Stetson Sportlich begann alles 2020 in Dornbirn, wo Lelia Fitz ihre erste Station im Volleyball gleich nutzte, um sich für weitere Aufgaben zu empfehlen. Sechs Jahre später und eine College-Saison in den USA in den Beinen ist die 19-Jährige für höhere Aufgaben bereit. Mehr als 2000 km liegen zwischen den beiden Universitäten in Iowa und Florida. Eine große Distanz, wie auch die sportlichen Träume der Vorarlbergerin von großer Natur sind.

Sie sind in Dornbirn geboren und aufgewachsen, doch für viele noch unbekannt. Bitte erzählen Sie uns mehr über sich.
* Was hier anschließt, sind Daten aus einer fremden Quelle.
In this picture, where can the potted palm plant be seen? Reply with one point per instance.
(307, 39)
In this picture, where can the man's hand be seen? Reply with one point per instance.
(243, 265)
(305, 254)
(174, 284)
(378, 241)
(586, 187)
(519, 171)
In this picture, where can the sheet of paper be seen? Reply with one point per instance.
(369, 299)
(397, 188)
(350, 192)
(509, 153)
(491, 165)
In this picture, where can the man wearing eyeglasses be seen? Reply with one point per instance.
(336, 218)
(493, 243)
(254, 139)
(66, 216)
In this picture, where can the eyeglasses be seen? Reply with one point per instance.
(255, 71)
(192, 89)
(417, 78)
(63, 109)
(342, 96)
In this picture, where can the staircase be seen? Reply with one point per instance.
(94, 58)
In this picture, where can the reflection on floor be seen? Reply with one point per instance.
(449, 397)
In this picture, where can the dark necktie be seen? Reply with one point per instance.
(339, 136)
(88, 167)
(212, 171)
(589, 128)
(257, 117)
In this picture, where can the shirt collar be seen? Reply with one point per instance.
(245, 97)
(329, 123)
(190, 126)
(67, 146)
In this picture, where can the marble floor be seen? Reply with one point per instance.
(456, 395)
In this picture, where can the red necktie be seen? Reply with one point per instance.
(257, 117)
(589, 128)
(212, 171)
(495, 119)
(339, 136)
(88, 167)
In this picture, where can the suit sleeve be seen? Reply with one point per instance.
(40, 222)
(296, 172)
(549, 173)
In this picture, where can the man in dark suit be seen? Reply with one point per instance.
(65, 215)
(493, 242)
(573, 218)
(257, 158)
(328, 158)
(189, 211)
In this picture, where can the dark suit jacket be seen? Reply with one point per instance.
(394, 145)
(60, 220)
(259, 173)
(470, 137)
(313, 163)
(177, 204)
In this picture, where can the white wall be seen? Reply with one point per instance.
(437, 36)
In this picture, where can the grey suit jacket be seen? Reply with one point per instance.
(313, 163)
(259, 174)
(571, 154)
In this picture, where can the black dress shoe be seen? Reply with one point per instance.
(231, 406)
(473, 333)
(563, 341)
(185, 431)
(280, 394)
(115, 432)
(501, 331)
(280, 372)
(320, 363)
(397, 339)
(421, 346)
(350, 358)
Tatsächlich bin ich gar nicht in Dornbirn geboren, sondern in Wangen im Allgäu. Wir haben dort in der Nähe für ein bis zwei Jahre gewohnt, bevor wir für die nächsten sieben Jahre nach Lustenau gezogen sind. Erst danach, im Alter von acht Jahren, bin ich nach Dornbirn gekommen. Meine Familie ist jedoch über die halbe Welt verstreut. Während die Verwandtschaft väterlicherseits komplett aus Vorarlberg stammt, sind die Verwandten mütterlicherseits weit verteilt. Ein großer Teil lebt nicht weit entfernt in meinem Geburtsland Deutschland, während ein anderer großer vietnamesischer Teil in den USA zu Hause ist. Meine Mama ist nämlich Halbvietnamesin, was man mir allerdings auf den ersten Blick gar nicht so ansieht. Vorarlberg war für mich schon immer Heimat, mit seinen Bergen, Wiesen und natürlich dem Bodensee. Lange Zeit habe ich das wenig zu schätzen gewusst, weil mich der Drang, die Welt zu entdecken, immer in die Ferne gezogen hat. Erst vor etwa einem Jahr habe ich wirklich begriffen, wie viel mir meine Heimat eigentlich bedeutet. Dabei habe ich auch erkannt, dass Vorarlberg zwar meine Heimat bleibt, mein Zuhause aber immer dort sein wird, wo meine Familie ist.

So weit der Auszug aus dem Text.